We’re overdue for a federal election in Canada. And it’ll be an easy win for the Tories, with widespread dissatisfaction with Trudeau’s Liberals. This gives me a bit of hope that some of Trudeau’s excesses will be curbed, and that we might see the beginning of a turn away from the widespread culture of woke corruption that permeates the national zeitgeist. But still I worry that the long-term prospects for Canada are dire, because neither side, Blue nor Red, should wield so much power that the Liberals are trying to forge with their Firewall of Shame.
In the meantime, while we all wait and see what a new election brings, at least there’ll be entertainment.
Law and Order, the venerable TV series of ripped-from-the-headlines crime stories has just launched a new spin-off that takes place right here in Toronto. I’m not surprised. With all the corruption going on in Canada, their writers have no shortage of material to draw from.
Great article Arty. You’re a talented and convincing writer.

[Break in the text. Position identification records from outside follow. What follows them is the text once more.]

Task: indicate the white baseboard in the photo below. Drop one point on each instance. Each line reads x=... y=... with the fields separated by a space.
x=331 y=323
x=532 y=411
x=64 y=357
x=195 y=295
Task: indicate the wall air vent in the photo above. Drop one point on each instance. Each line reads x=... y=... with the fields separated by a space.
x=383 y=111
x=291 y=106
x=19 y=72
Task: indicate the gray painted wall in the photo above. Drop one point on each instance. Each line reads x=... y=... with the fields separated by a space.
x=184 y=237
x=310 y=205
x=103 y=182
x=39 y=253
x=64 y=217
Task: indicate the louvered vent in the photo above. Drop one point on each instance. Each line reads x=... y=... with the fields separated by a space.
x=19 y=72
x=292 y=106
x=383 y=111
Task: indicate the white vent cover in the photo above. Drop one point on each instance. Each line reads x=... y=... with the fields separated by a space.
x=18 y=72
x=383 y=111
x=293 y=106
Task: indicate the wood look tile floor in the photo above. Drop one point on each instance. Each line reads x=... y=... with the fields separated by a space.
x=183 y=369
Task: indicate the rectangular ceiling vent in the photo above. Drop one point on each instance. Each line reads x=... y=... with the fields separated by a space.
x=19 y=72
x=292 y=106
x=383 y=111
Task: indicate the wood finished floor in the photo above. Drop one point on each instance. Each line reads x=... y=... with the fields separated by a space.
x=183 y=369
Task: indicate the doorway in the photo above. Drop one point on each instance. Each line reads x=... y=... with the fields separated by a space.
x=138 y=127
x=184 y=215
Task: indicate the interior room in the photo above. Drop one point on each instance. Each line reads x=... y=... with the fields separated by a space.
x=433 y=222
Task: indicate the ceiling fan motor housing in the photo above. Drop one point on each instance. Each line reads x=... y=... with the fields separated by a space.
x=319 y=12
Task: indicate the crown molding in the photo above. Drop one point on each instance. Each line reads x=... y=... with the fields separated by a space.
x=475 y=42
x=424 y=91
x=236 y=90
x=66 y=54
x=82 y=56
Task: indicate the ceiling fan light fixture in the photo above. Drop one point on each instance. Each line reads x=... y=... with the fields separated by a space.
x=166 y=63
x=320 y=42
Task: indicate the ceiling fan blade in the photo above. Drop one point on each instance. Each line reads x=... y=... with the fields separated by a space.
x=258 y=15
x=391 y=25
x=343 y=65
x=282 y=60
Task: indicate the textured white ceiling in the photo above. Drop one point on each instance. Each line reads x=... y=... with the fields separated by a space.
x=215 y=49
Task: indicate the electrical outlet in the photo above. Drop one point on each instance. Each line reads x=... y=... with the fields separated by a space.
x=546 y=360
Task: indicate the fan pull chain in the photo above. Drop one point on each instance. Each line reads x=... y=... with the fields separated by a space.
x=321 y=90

Things in the U.K. not much better. Politicians terrified or for some other reason paralysed into inaction. I’m starting to think we may need to sack 50% of the civil service, they just don’t enact policy they disapprove of and they are completely captured by wokery. The result is even the Tories can’t get anything done about education. So we sack half of them and the rest better get the fucking message: Do. Your. Jobs.
Terrific and terrifying read, Arty. I used to think that Canada was this great place of opportunity for British people (and others) to emigrate to. It probably was back in the day, and I am truly sorry to see it sink into the woke morass. Sad.